Хэм писал пьяный в говно, Фиц писал пьяный в говно, Стейнбек писал пьяный в говно, Фолкнер — в яростное говнище. Скажем так: вся американская литература — плод не проходящей алкогольной интоксикации. Апогеем стал Буковский, который непонятно вообще когда успевал хоть что-то писать, будучи пьяным в говно с рождения.
Наши соцреалисты были угрюмее и скромнее. Похоже, что они разбавляли дизурийной мочёй гепатитный кал, отчего их писанина невзрачнее лиц.

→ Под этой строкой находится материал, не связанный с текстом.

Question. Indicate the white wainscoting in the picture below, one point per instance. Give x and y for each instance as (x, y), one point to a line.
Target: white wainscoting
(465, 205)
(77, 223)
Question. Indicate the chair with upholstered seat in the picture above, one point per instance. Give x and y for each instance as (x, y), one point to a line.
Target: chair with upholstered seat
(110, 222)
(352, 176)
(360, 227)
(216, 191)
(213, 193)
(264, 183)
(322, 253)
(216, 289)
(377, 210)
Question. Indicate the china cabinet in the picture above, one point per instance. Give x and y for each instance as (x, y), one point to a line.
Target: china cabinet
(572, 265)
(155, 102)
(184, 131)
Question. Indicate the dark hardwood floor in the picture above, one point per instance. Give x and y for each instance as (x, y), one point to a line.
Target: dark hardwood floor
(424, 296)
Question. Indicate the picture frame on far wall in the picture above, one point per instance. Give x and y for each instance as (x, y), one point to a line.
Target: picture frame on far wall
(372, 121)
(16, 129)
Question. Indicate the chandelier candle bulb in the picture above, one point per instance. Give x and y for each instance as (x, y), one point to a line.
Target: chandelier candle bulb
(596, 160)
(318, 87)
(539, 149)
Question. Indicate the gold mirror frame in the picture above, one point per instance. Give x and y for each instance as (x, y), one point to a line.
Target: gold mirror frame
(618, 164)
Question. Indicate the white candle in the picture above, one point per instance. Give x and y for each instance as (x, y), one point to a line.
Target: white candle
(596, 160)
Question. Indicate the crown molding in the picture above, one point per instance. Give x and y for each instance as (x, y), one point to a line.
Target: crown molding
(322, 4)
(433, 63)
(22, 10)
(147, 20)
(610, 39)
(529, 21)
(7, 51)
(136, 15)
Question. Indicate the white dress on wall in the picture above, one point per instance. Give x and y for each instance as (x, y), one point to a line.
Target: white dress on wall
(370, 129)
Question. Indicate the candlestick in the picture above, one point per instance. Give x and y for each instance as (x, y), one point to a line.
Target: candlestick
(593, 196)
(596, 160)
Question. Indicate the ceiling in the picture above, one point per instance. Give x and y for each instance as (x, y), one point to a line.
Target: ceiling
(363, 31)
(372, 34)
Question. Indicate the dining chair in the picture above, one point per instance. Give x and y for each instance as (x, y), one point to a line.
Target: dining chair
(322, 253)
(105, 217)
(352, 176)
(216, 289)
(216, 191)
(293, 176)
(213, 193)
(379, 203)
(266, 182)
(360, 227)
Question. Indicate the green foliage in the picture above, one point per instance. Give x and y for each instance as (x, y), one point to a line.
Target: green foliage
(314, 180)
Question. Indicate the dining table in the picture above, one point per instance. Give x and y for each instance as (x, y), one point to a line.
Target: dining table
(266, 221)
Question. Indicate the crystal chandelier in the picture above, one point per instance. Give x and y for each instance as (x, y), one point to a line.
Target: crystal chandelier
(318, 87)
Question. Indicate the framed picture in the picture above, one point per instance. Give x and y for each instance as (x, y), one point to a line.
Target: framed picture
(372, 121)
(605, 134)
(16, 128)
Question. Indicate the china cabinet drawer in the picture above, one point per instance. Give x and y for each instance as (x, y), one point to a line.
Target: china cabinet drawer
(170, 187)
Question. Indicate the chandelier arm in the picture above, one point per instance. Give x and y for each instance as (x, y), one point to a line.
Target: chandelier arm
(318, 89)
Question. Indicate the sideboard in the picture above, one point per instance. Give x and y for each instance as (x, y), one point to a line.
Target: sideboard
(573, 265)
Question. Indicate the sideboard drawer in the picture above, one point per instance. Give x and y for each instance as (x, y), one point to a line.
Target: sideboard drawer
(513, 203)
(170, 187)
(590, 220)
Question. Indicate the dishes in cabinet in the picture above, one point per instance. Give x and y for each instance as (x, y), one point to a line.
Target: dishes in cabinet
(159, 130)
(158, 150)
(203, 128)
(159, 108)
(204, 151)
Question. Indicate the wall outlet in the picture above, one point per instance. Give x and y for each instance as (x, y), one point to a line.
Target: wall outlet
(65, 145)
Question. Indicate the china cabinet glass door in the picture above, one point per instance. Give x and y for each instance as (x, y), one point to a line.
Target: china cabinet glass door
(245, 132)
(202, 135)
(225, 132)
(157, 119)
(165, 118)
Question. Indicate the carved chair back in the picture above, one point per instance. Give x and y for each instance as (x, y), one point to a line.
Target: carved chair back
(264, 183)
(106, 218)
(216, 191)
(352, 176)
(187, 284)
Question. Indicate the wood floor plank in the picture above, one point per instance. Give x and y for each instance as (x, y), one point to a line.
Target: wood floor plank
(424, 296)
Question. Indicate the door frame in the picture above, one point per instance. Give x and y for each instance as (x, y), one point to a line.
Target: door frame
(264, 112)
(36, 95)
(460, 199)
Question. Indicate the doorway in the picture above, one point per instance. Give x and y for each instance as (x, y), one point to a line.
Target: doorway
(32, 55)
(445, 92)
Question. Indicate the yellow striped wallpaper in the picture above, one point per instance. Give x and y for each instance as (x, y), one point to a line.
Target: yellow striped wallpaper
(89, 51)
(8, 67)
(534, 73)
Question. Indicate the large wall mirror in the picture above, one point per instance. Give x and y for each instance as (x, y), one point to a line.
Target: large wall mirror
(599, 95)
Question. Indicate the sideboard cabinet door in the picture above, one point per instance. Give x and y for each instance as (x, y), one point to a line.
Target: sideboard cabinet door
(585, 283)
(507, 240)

Вот мы пришли и к Довлатову. К этому мощному детине, ходившему в дырявых носках, ботинках с порванными от страсти шнурками, зимнем пальто и кроличьей шапке на подкладке церковной парчи. Довлатов писал стоя. Потому, что лёжа он или тихо спал, или мощно ебался. Сидя он пил. А писал стоя. На его ладони формата А4 легко умещалась пачка типографской бумаги. Слюнявя химический карандаш, всегда плохо заточенный, коротенький как вы поняли — он выводил экономные и ёмкие фразы. То, что каждое слово начиналось с новой буквы — наглая ложь, а точнее — психическое расстройство. Сергей Донатович не любил повторений. Что в жизни, принесший лишь горе и боль, что в словесности — мерзкой и вшивой, какой она по сути является. Эти бессмысленные корявки, унылые стручки алфавита не дали ему ничего кроме надежд. А давшие плод они стали не нужны Сергею Донатовичу, потому как за гранью бытия — насрать на все разом буквы. насрать на строки, страницы, подшивки, брошюры, собрания сочинений. Всё это майя и тлен, если пробовать поменять на портвейн. Даже бляди хорошей ничего не дадут эти строки, одно лишь презрение и грубый, технический секс. Резюмирую так: прозаику даже смешно мечтать об анале с двумя юными негритянками.
A вот и дружище Веллер! Он то каков? Мне кажется, что Веллер уныло-сосредоточенно дрочит допотопный макбук. Не пьёт. Не курит. Не ебётся.
Веллер пишет как чистит ногти. Тщательно и с бессмысленным в его годы упорством. Возможно, что у него есть секретарша, с которой он сначала ведёт как сатрап, а потом на коленях просит прощенья.
И наконец наш друг Меретуков.
Тут, смею заметить я, не глупая писанина, а таинство. Он Сосредоточенно молится на иконостас во святых упокоенных Пруста, Майринка и Камю. Потом плюёт через плечо в поруганный котом портрет Вллера — тот стоит на полу, гаже чем в жизни, очень мерзкий портрет.
Затем наливает себе кофе. Сливки, сахар — по вкусу. Облачается в покойный халат. Садится к уютному настольному Асусу или Паккарду. Разминает с хрустом изящнее, чуть подагрические пальцы....
-- Начнём, пожалуй....
Так говорит он толстому до боли коту, замершему с год назад в благоговейном почтении после посещения ветеринара.
-- Ну-с....
Так говорит Меретуков.
И начинает дробить, дробить, дробить по клаве. С посвистом, с удалью, меняясь в лицах, кривясь телом и кося вбок и ниже. Он священнодействует часов восемь. А потом встаёт, и уходит, бормоча:" Двинул, двинул таки! Сошло с мёртвой точки, выплясался герой, а?!"
И пока счастливая жена наливает Вионору диетического харчо, недвижимый ранее кот на мягких лапах культурненько движется к монитору. Внимательно щурится, тихо мурлычет — «Хуйня» — перед тем, как опять вылизывать ранее бывшие яйца.